[net.bugs.4bsd] The correct clock fix in 4bsd

mjg@raybed2.UUCP (11/30/83)

4.1bsd	CLOCK FIX	CLOCK FIX	CLOCK FIX	CLOCK FIX  4.1bsd

     The following commentary and C code lines have been extracted from
our sys/clock.c file.  Please note the one line added which was missing
from the original code.

     We like a lot of others noticed our clock was loosing time and we
had our operators reset the date every day.  This bothered me a lot so I
started looking into it.  The first thing we tried was calling dec who
suggested we try the system with vms.  We did over a weekend and clock
was fine so it had to be unix (4.1bsd).  I then put in debugging code
into the hard clock routine to find if we were missing clock interrupts
and we were.  The next test was to make a table 128 entries long with a
pointer at the top.  Each time we entered the hardclock routine and a
interrupt was missed (i also gave lbolt an extra tick) I incremented the
pointer and then stuffed the PC (from the stack) into the table.  A user
program was then written to continuously read the table from /dev/kmem.
This resulted in no answer to the clock but did tell us where the kernel
spends most of its time ( in open, read, and write ).  A few months later
i attacked the kernel again when i figured out it only happened when the
system was very busy.  We would loose one clock tic every 5 seconds when
the system was busy (load ave. > 30) and one tic every 60 seconds if
load average was between 10 and 30.  I then did a very close examination
of all the kernel code in C and ASM looking for someone who raised the IPL
and someway bypassed the code lowering it.  After 2-3 days i found it.
When in the soft clock routine and calling all the callouts the priority
did not get lowered after the last call.  This causes the rest of the
softclock routine to run at hardclock priority which blocks further hard-
clock interrupts.  The softclock routine always calls vmmeter routine which
does not take too long unless (time % 5 == 0) then it calls vmtotal which
when added to vmmeter and softclock take a very long time to run.  When
softclock is finally done we have missed a clock interrupt and the next one
has already arrived.  After softclock and hardclock finish we return to
who was running before with IPL taken from the original stack which in
most cases will return IPL to zero.

		Martin Grossman        allegra!rayssd!raybed2!mjg
		617-274-7100
		ext 3395 or 4793

===========================================================================
/*
 * Software clock interrupt.
 * This routine runs at lower priority than device interrupts.
 */
/*ARGSUSED*/
softclock(pc, ps)
	caddr_t pc;
{
	register struct callout *p1;
	register struct proc *pp;
	register int a, s;
	caddr_t arg;
	int (*func)();

	/*
	 * Perform callouts (but not after panic's!)
	 */
	if (panicstr == 0) {
		for (;;) {
			s = spl7();
			if((p1 = calltodo.c_next) == 0 || p1->c_time > 0){
/* this line is missing */	(void) splx(s);
				break;
			}
			calltodo.c_next = p1->c_next;
			arg = p1->c_arg;
			func = p1->c_func;
			p1->c_next = callfree;
			callfree = p1;
			(void) splx(s);
			(*func)(arg);
		}
	}
===========================================================================

dmmartindale@watcgl.UUCP (Dave Martindale) (12/04/83)

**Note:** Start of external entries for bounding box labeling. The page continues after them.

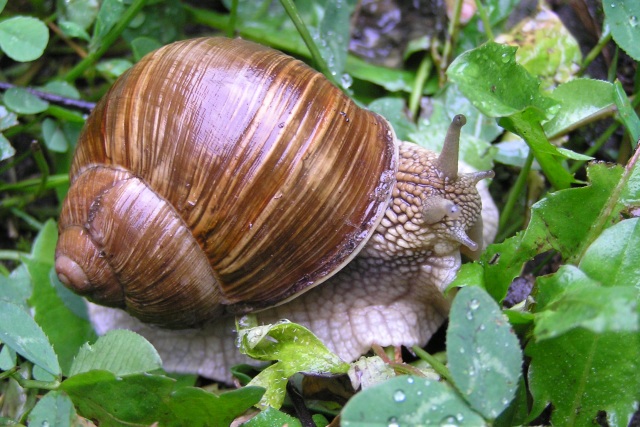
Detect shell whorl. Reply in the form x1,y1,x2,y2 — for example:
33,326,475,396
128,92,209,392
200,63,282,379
57,38,397,327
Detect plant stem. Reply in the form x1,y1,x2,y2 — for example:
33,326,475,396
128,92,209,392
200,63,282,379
498,150,534,236
64,0,147,82
280,0,342,88
411,345,453,384
409,55,432,120
476,0,494,41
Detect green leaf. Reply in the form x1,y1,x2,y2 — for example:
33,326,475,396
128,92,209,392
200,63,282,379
0,16,49,62
238,321,349,409
27,391,76,427
447,287,522,419
613,81,640,148
60,371,263,426
340,376,486,427
42,117,69,153
69,329,162,376
543,79,614,139
579,218,640,291
0,300,60,376
89,0,126,52
0,264,32,310
3,87,49,114
242,408,302,427
602,0,640,61
447,42,555,117
24,220,95,374
526,330,640,427
534,264,640,341
367,97,416,141
500,108,575,190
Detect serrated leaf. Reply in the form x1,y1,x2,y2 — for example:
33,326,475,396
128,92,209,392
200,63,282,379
27,390,76,427
0,300,60,376
340,376,486,427
0,16,49,62
238,321,349,409
543,79,614,138
534,262,640,341
526,329,640,427
613,81,640,148
69,329,162,376
3,87,49,114
60,371,263,426
447,42,556,117
447,287,522,419
24,220,95,374
602,0,640,61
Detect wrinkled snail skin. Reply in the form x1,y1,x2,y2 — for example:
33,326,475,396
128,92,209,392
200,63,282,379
56,39,495,381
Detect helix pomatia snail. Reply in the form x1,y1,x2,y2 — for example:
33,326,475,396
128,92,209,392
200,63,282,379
56,38,492,378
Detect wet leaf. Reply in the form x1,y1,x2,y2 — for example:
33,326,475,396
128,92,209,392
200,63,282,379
3,87,49,114
238,321,349,409
0,300,60,376
340,376,486,427
602,0,640,61
0,16,49,62
27,390,76,427
60,371,263,426
447,287,522,419
69,329,162,376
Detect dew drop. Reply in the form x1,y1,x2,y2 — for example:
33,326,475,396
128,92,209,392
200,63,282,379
440,416,458,427
393,390,407,402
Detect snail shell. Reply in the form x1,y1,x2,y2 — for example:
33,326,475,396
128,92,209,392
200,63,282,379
56,38,398,328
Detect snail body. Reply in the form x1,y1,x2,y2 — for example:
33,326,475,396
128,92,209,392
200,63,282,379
56,38,492,377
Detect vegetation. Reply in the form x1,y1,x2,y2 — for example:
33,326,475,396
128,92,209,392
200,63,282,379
0,0,640,426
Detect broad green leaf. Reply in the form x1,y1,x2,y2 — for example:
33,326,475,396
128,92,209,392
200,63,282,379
242,408,302,427
534,264,640,341
0,300,60,376
602,0,640,61
580,218,640,292
131,37,162,61
0,264,32,310
0,105,18,131
24,221,95,374
0,133,16,162
447,287,522,419
238,321,349,409
367,97,416,141
0,16,49,62
526,330,640,427
27,390,76,427
447,42,555,117
340,376,486,427
3,87,49,114
42,117,69,153
500,108,574,190
613,81,640,148
543,79,614,138
60,371,263,426
56,0,100,29
315,0,357,88
69,329,162,376
497,6,582,89
89,0,126,52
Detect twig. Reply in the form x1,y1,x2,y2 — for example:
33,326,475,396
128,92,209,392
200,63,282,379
0,82,96,112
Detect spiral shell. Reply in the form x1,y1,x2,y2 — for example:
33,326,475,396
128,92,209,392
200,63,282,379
56,38,397,328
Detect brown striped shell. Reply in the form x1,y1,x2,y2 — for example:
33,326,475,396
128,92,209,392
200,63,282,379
56,38,397,328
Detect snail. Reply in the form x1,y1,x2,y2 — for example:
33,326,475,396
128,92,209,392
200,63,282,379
55,38,493,378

Ah, nostalgia.  I found that bug when first bringing up 4.1BSD two years
and some ago.  I had written a DUP11 driver, and to avoid getting an
overrun or underrun, interrupt requests had to be handled within 1
millisecond (at 9600 baud).  Even on an otherwise-unused machine, 
these happened consistently.  Looking at the data going by with a
serial analyzer showed that successful transmissions never lasted
more than a second.  So, what happens once a second?  Softclock has
a lot more work to do.  But how can softclock be running with
a priority which locks out interrupts from the device?  Aha! There
it is.  It only took an hour or so to find when the symptom was
"spending too long at high priority" rather than "clock loses time".

Somebody else must have found this very early too;  I think it was mentioned
in a printed list of bug fixes Berkeley sent out, and I know it's been
posted to USENET several times over the years.